The Town Council chooses a natural insecticide to kill off caterpillars after residents raise concerns about harm from synthetic chemicals.
CUMBERLAND — Town officials have modified their plan to spray insecticide to fight a browntail moth infestation, in response to residents’ concerns about environmental threats posed by chemical pesticides.
The town proposed using a truck-mounted sprayer to coat trees along three miles of Foreside Road with a chemical insecticide to kill browntail moth caterpillars. The invasive insects defoliate trees and can shed tiny hairs that cause skin rashes and respiratory problems in some people.
Although many residents support using pesticides to curb the worst moth infestation in more than a decade, some worried that a synthetic insecticide could harm people and the environment, including marine life in Casco Bay.
Terry Traver, a licensed pesticide applicator with Whitney Tree Service, said the town decided instead to use a naturally derived pesticide to tackle the infestation.
“We feel like it is a more environmentally friendly approach with some of the residents who were concerned about spraying pesticides, with their gardens and pets,” Traver said.
The natural treatment could be less effective than a synthetic spray, but it is less harmful to the environment, he said.
Browntail moths nest high in oak and apple trees. In May, 2-inch-long caterpillars break out of the nests and start feeding on new leaves before spinning cocoons in late June to pupate into moths.
The caterpillars can do extensive damage to trees and are covered with toxic hairs that can drift through the air and cause a rash similar to poison ivy and provoke respiratory problems for some people.
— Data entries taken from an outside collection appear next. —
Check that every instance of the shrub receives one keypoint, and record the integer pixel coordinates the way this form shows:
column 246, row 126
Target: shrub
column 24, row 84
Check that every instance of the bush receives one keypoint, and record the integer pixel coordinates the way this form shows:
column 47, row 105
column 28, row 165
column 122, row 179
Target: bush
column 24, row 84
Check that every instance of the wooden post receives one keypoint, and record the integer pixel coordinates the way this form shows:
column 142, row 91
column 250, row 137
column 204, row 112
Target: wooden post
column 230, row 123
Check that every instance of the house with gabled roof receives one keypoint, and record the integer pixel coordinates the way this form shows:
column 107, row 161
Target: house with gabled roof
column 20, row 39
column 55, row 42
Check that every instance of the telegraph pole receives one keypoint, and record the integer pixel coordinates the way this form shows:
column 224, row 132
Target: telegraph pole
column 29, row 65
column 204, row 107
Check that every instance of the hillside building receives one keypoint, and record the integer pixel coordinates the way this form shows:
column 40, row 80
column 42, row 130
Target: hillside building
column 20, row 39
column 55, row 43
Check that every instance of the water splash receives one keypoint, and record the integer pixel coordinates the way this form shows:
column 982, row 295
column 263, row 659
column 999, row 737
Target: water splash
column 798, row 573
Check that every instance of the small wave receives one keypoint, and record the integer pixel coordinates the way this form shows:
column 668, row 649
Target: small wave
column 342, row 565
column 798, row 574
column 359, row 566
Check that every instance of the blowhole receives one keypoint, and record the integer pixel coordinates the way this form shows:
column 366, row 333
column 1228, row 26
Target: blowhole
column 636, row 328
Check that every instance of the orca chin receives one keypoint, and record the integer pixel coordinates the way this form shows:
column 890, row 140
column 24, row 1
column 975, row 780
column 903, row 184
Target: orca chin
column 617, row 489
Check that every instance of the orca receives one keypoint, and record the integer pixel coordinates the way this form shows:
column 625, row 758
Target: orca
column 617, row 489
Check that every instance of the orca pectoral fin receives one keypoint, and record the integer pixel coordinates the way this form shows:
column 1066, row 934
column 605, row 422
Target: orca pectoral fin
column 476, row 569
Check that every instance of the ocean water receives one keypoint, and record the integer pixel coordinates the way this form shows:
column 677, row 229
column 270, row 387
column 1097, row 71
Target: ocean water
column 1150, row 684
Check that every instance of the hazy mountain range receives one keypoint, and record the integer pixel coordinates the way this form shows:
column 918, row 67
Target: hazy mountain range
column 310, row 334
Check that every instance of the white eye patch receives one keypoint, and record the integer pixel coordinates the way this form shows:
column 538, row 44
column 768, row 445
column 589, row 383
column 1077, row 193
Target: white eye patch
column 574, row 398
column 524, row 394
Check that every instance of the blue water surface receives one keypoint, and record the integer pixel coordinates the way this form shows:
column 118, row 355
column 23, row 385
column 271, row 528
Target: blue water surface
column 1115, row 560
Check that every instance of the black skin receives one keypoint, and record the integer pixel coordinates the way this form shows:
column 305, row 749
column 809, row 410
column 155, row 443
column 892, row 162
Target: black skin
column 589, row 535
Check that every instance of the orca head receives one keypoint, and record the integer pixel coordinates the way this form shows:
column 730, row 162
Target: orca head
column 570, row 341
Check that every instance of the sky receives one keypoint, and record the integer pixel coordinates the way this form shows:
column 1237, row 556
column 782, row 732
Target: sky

The moths shed their skins five times a season, and the hairs stay in the environment and can cause problems for months after the caterpillars are gone.
Ivy Frignoca, the bay keeper for Friends of Casco Bay, said her office received half a dozen calls from residents with concerns about the spraying program before a public meeting on the proposal last week. Concerns about damage ranged from people and pets to marine animals along the coast.
“As the lead advocate for Casco Bay, when an issue like this comes up that threatens the health of the bay, we have to look into it,” Frignoca said.
The town planned to use Tempo, a synthetic neurotoxin, to kill the caterpillars. Tempo is extremely toxic to fish and aquatic invertebrates and should not be allowed to run into storm water, according to the warning documents for the treatment. Even though state rules prohibit spraying pesticides within 250 feet of any shoreline, people were concerned that the chemical could find its way into Casco Bay and harm shellfish.
During the last browntail moth infestation, in the late 1990s, communities around Casco Bay used aerial sprays to counter the insects, but that was controversial because of its negative effect on shellfish, particularly lobsters. Cumberland is not considering an aerial spraying program this year.
For the spraying to be effective, the town needs a majority of Foreside Road residents to sign consent forms allowing the town’s contractor to spray on their properties. The deadline for signing the forms is Friday, and the town intends to start spraying next week.
Town Councilor Tom Gruber, a Foreside resident, said in response to resident concerns that the council decided to spray with spinosad, a chemical derived from soil bacterium that is toxic to insects and sold under the brand Conserve SC. The pesticide is less harmful to shellfish and it sticks to soil, giving it less potential to move to groundwater.
The town planned to spray only along Foreside Road, but now is expanding the scope of the project to include 18 private side streets. Private roads will be charged $300 to $500 for treatment, depending on the length of the road, according to a letter to residents from Town Manager Bill Shane.
The cost of the natural treatment is expected to be slightly more than the synthetic chemical, but Gruber said it shouldn’t exceed the $15,000 budgeted for the project.
“After a long discussion and concerns, we came up with a more environmentally friendly plan,” Gruber said.